# How to create an Azure AI Content safety enabled LLaMA online endpoint
### This notebook will walk you through the steps to create an __Azure AI Content Safety__ enabled __LLaMA__ online endpoint.
### The steps are:
1. Create an __Azure AI Content Safety__ resource for moderating the request from user and response from the __LLaMA__ online endpoint.
2. Create a new __Azure AI Content Safety__ enabled __LLaMA__ online endpoint with a custom score.py which will integrate with the __Azure AI Content Safety__ resource to moderate the response from the __LLaMA__ model and the request from the user, but to make the custom score.py to sucessfully autheticated to the __Azure AI Content Safety__ resource, we have 2 options:
    1. __UAI__, recommended but more complex approach, is to create a __User Assigned Identity (UAI)__ and assign appropriate roles to the __UAI__. Then, the custom score.py can obtain the access token of the __UAI__ from the AAD server to access the Azure AI Content Safety resource.
    2. __Environment variable__, simpler but less secure approach, is to just pass the access key of the __Azure AI Content Safety__ resource to the custom score.py via environment variable, then the custom score.py can use the key directly to access the Azure AI Content Safety resource, this option is less secure than the first option, if someone in your org has access to the endpoint, he/she can get the access key from the environment variable and use it to access the Azure AI Content Safety resource.
  

### 1. Prerequisites
#### 1.1 Check List:
- [x] You have created an new Python virtual environment for this notebook.
- [x] The identity you are using to execute this notebook(yourself or your VM) need to have the __Contributor__ role on the resource group where the AML Workspace your specified is located, because this notebook will create an Azure AI Content Safety resource using that identity.
- [x] Required If you choose to use the UAI approach, the identity executing this notebook (either yourself or your virtual machine) needs to have the owner role on the resource group that contains the specified AML Workspace. This is because the notebook will create a new UAI and assign the UAI some required roles to successfully create the Azure AI Content Safety enabled LLaMA endpoint.
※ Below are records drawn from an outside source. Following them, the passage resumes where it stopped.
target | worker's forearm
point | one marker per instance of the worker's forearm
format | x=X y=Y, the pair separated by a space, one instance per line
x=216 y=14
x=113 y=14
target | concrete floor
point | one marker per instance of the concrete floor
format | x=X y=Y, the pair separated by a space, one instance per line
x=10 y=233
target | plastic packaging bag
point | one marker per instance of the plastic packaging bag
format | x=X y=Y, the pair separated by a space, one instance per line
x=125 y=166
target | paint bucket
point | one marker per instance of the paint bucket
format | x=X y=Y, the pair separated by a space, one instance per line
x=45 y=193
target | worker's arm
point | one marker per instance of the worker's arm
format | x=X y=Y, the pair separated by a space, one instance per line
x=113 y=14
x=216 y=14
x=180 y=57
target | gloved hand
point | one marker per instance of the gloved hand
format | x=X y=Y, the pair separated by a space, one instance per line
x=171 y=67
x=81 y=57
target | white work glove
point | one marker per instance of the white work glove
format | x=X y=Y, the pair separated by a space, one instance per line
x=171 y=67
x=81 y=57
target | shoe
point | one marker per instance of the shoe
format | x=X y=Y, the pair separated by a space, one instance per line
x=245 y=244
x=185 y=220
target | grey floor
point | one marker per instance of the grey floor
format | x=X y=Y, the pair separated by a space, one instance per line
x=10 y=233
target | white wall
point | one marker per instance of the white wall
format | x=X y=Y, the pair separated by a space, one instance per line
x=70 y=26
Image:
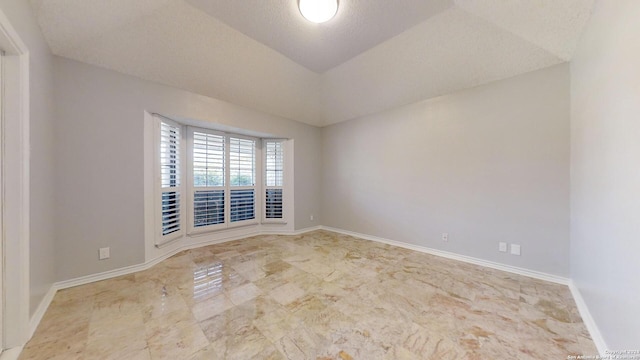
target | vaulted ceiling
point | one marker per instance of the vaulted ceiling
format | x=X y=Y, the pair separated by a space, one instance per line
x=262 y=54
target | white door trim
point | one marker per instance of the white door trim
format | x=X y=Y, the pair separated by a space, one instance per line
x=16 y=185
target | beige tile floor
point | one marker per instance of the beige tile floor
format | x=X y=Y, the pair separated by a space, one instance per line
x=315 y=296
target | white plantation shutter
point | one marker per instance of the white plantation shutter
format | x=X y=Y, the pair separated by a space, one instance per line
x=208 y=168
x=242 y=162
x=222 y=170
x=242 y=168
x=274 y=179
x=208 y=160
x=170 y=194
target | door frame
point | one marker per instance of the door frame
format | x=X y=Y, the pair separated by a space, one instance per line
x=15 y=187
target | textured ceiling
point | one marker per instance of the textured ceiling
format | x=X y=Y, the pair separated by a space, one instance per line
x=374 y=55
x=358 y=26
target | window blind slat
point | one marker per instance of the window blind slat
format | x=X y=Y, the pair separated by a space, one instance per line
x=242 y=205
x=242 y=162
x=208 y=160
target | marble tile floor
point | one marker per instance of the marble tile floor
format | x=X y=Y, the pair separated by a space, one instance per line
x=320 y=295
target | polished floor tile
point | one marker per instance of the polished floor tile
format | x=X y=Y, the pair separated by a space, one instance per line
x=320 y=295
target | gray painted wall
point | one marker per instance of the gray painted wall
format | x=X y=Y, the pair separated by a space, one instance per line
x=605 y=172
x=99 y=152
x=485 y=165
x=41 y=136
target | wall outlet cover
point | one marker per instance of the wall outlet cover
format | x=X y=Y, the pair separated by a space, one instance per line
x=104 y=253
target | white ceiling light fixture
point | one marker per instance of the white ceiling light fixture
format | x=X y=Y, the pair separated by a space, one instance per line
x=318 y=11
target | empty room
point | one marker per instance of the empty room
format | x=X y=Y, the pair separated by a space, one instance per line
x=319 y=179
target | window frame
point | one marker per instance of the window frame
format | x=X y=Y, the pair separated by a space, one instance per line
x=160 y=238
x=191 y=189
x=283 y=187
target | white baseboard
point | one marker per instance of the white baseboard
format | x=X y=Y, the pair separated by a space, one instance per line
x=144 y=266
x=593 y=329
x=449 y=255
x=42 y=308
x=46 y=301
x=11 y=354
x=584 y=311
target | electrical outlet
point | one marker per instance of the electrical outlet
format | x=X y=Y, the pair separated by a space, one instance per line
x=104 y=253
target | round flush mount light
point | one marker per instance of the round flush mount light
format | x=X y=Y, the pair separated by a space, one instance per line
x=318 y=11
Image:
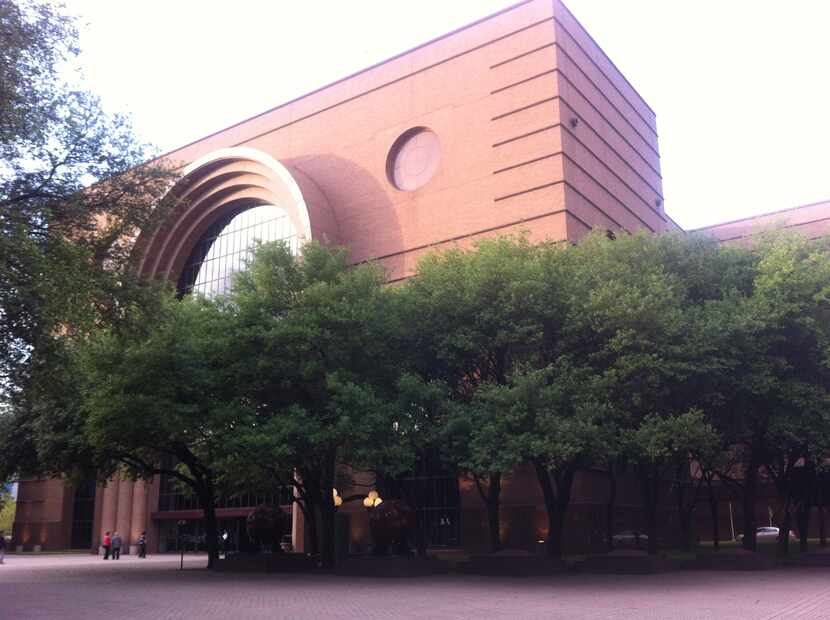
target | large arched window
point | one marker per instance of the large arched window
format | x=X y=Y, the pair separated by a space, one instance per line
x=226 y=246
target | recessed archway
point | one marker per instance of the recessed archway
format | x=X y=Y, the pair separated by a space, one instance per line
x=222 y=184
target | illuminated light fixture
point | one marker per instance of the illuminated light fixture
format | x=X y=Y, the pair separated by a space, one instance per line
x=372 y=500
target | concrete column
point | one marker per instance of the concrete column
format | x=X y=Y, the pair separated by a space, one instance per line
x=125 y=512
x=110 y=506
x=139 y=518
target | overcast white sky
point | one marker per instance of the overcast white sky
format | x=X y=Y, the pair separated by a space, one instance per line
x=741 y=88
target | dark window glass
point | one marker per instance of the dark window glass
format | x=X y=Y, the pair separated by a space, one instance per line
x=227 y=245
x=83 y=514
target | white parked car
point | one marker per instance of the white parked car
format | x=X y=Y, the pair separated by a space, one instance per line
x=768 y=533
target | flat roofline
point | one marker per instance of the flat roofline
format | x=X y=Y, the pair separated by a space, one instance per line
x=355 y=74
x=754 y=217
x=608 y=58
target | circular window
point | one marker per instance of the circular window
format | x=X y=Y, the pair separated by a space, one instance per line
x=413 y=159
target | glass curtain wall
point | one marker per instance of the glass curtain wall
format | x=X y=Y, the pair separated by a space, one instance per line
x=228 y=244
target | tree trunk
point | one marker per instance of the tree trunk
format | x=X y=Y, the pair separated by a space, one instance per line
x=208 y=500
x=713 y=511
x=783 y=547
x=609 y=507
x=327 y=517
x=650 y=485
x=749 y=541
x=327 y=532
x=803 y=525
x=493 y=505
x=311 y=529
x=685 y=513
x=556 y=504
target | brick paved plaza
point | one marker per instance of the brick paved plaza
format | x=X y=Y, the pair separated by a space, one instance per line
x=70 y=587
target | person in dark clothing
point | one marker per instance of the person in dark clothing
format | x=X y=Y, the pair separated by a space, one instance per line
x=107 y=545
x=142 y=545
x=116 y=546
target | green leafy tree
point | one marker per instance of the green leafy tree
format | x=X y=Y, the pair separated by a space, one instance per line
x=313 y=336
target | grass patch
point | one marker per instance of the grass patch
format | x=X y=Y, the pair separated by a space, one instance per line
x=7 y=516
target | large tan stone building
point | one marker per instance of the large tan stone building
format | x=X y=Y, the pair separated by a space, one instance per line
x=517 y=122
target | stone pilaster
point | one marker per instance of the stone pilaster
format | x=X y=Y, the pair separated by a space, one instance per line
x=139 y=517
x=109 y=509
x=125 y=511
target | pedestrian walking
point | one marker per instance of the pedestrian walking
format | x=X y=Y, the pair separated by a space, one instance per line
x=107 y=545
x=116 y=546
x=142 y=545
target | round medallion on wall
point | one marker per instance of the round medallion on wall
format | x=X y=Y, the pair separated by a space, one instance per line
x=413 y=159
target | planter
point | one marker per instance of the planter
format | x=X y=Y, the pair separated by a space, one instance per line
x=268 y=563
x=513 y=563
x=734 y=559
x=391 y=566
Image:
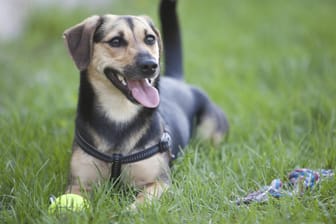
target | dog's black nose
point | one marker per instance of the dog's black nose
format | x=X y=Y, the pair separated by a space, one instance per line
x=148 y=66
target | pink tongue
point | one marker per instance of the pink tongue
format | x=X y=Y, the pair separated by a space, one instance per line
x=144 y=93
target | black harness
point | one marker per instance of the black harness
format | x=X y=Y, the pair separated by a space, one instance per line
x=117 y=159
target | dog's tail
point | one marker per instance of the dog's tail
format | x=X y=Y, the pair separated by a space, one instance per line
x=171 y=39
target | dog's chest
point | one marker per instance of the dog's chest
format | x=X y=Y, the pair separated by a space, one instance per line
x=145 y=171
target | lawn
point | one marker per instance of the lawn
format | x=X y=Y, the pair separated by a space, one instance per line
x=271 y=65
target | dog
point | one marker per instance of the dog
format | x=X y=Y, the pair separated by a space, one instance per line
x=132 y=122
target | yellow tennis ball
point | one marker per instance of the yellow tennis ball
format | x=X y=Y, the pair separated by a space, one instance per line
x=68 y=203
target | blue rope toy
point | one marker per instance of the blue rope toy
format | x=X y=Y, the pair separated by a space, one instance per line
x=300 y=180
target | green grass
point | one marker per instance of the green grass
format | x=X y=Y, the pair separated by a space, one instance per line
x=271 y=65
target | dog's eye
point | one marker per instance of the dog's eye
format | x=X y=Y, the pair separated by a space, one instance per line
x=150 y=39
x=117 y=42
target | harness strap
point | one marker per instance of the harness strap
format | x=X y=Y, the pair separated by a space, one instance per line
x=117 y=159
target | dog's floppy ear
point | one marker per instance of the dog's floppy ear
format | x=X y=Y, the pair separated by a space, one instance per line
x=79 y=41
x=156 y=31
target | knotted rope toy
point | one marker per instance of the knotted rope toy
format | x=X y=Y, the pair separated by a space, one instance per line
x=300 y=180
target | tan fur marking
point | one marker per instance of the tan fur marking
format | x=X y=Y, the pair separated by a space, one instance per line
x=86 y=170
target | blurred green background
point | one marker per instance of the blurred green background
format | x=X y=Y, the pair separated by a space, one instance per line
x=271 y=66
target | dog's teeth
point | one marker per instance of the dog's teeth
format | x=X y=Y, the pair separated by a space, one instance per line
x=120 y=78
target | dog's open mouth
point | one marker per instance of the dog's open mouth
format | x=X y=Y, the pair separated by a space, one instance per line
x=137 y=91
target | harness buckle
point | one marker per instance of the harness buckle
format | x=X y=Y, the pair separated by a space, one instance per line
x=165 y=145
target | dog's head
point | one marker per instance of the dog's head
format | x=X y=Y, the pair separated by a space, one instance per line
x=122 y=50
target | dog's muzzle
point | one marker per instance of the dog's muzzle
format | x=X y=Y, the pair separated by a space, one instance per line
x=140 y=91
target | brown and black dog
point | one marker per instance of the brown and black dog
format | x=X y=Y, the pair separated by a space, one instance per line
x=125 y=109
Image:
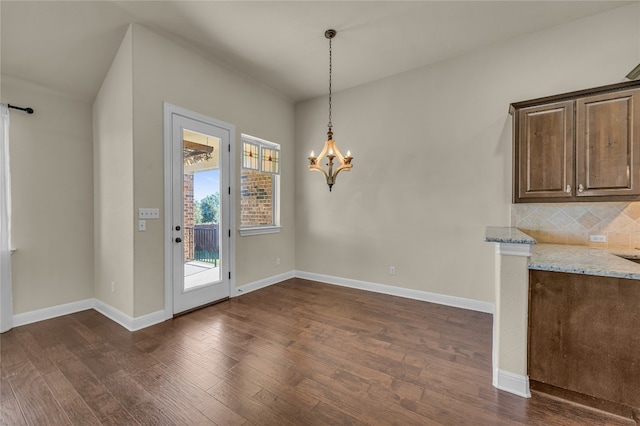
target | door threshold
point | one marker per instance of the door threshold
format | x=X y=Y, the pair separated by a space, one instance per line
x=197 y=308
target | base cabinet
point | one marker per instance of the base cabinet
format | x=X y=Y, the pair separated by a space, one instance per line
x=584 y=339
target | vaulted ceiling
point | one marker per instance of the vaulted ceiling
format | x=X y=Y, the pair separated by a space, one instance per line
x=69 y=45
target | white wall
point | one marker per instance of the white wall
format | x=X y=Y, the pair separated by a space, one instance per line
x=164 y=71
x=113 y=182
x=432 y=152
x=52 y=201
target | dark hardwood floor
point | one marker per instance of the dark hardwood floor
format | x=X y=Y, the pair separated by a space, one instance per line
x=296 y=353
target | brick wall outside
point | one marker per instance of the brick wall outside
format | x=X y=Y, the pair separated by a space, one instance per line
x=256 y=198
x=189 y=210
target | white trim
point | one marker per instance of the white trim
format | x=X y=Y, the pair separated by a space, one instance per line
x=265 y=282
x=52 y=312
x=138 y=323
x=512 y=383
x=511 y=249
x=441 y=299
x=259 y=230
x=130 y=323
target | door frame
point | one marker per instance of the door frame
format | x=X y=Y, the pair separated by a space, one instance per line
x=226 y=197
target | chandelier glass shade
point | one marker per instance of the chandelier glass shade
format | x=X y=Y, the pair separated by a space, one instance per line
x=330 y=150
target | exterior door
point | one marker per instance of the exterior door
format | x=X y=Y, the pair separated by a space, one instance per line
x=199 y=223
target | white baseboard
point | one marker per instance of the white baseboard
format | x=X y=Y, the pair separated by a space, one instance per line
x=512 y=383
x=52 y=312
x=441 y=299
x=138 y=323
x=266 y=282
x=130 y=323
#### 1.2 Install Dependencies(As need)

In [None]:
# uncomment the following lines to install the required packages
# %pip install azure-identity==1.13.0
# %pip install azure-mgmt-cognitiveservices==13.4.0
# %pip install azure-ai-ml==1.8.0
# %pip install azure-mgmt-msi==7.0.0
# %pip install azure-mgmt-authorization==3.0.0

#### 1.3 Get credential

In [None]:
from azure.identity import DefaultAzureCredential, InteractiveBrowserCredential

try:
    credential = DefaultAzureCredential()
    # Check if given credential can get token successfully.
    credential.get_token("https://management.azure.com/.default")
except Exception as ex:
    # Fall back to InteractiveBrowserCredential in case DefaultAzureCredential not work
    credential = InteractiveBrowserCredential()


#### 1.4 Configure workspace 

In [None]:
from azure.ai.ml import MLClient

try:
    ml_client = MLClient.from_config(credential=credential)
except Exception as ex:
    # enter details of your AML workspace
    subscription_id = "<SUBSCRIPTION_ID>"
    resource_group = "<RESOURCE_GROUP>"
    workspace = "<AML_WORKSPACE_NAME>"

    # get a handle to the workspace
    ml_client = MLClient(credential, subscription_id, resource_group, workspace)



subscription_id = ml_client.subscription_id
resource_group = ml_client.resource_group_name
workspace = ml_client.workspace_name

print(f"Connected to workspace {workspace}")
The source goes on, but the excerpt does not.